After The 1975 wrapped what seemed to be its final song with “The Sound,” Healy paused for a moment before realizing, “We have five more minutes left.” The band wasted no time jumping into closing song “Sex.”
Jack White and The Raconteurs turned in one of the night’s best sets—nine blistering songs soaked in classic rock, blues and Americana. The foundation of the band’s sound is built on the interaction—both vocally and on guitar—between White and singer-guitarist Brendan Benson.
Starting with “Bored and Razed,” the vast majority of the band’s set came from Help Us Stranger, while mixing in a couple of older cuts along the way. Donning all black along with a motorcycle hat, White showed why he has developed into the iconic rock and roller he is. The Raconteurs rolled through “Level,” “Old Enough” and “Don’t Bother Me.” On extended closer “Steady, as She Goes,” the band even mixed in a little nod to The White Stripes’ “Seven Nation Army.”
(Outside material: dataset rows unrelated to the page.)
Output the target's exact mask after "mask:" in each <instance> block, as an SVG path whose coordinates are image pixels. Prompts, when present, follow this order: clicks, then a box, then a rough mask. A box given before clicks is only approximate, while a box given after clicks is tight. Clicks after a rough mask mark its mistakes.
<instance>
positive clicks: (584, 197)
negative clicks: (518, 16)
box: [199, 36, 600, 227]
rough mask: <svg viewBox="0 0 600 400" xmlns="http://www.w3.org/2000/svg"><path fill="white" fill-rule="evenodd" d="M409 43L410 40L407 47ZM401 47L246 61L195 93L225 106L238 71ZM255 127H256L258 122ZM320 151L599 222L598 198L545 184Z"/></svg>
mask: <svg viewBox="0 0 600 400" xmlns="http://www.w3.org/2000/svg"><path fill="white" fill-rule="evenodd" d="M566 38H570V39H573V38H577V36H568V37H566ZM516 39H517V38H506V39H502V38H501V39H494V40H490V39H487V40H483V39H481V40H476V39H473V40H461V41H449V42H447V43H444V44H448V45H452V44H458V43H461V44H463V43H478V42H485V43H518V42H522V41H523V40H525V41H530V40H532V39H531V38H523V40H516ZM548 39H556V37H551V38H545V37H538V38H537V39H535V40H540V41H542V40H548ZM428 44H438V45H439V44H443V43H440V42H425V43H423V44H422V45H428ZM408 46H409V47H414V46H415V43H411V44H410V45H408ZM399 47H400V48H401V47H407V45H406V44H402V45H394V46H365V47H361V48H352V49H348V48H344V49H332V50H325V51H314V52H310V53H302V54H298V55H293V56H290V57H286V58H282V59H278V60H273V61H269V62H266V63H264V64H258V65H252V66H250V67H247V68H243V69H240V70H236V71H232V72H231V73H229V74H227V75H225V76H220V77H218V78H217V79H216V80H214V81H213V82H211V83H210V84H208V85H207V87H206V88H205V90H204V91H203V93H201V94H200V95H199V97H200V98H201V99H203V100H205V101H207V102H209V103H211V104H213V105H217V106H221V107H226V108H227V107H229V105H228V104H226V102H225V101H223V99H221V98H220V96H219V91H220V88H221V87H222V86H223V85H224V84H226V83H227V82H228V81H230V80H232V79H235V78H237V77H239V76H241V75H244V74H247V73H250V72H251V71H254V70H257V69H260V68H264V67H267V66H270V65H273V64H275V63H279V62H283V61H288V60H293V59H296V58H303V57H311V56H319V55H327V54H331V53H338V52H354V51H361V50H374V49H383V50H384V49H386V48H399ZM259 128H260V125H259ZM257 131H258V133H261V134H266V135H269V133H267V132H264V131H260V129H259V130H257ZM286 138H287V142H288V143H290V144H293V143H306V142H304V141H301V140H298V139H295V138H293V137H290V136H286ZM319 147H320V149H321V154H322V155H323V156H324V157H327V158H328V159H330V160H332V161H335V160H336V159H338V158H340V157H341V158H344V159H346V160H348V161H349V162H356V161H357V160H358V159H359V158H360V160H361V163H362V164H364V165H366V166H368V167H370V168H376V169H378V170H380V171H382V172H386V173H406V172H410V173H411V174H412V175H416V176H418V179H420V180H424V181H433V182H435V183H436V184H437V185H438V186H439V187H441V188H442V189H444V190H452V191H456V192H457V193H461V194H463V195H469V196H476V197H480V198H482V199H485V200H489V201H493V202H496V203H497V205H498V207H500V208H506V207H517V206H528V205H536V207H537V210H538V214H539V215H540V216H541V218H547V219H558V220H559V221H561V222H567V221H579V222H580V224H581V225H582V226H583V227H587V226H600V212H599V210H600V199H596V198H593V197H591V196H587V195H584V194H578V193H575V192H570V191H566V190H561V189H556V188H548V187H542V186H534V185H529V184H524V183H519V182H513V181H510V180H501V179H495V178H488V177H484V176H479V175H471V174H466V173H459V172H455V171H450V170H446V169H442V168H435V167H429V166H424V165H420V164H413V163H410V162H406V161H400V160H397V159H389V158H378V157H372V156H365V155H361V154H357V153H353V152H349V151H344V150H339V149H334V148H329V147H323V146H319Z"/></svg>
The band’s performance earned a standing ovation.
Icelandic folk rock band Of Monsters and Men made its return to the Bay Area and its acoustic foundation was on full display in an energetic seven-song set with multi-part harmonies laid atop lush acoustic instrumentation. The variety of instruments on stage made the band’s sound more complex and varied.
“The is a dance song for people who can’t dance, ” frontman Ragnar Þórhallsson said as an introduction to an earlier song. The band worked through “Mountain Sound,” “Dirty Paws,” “Wars” (with call-and-response lyrics) and closed out with “Six Weeks.”
Kentucky rock band White Reaper opened up the show with a brief but fiery set that brought its brand of upbeat indie garage punk. Singer-guitarist Tony Esposito led through some new material, including “Pills” and “Must Be Right.”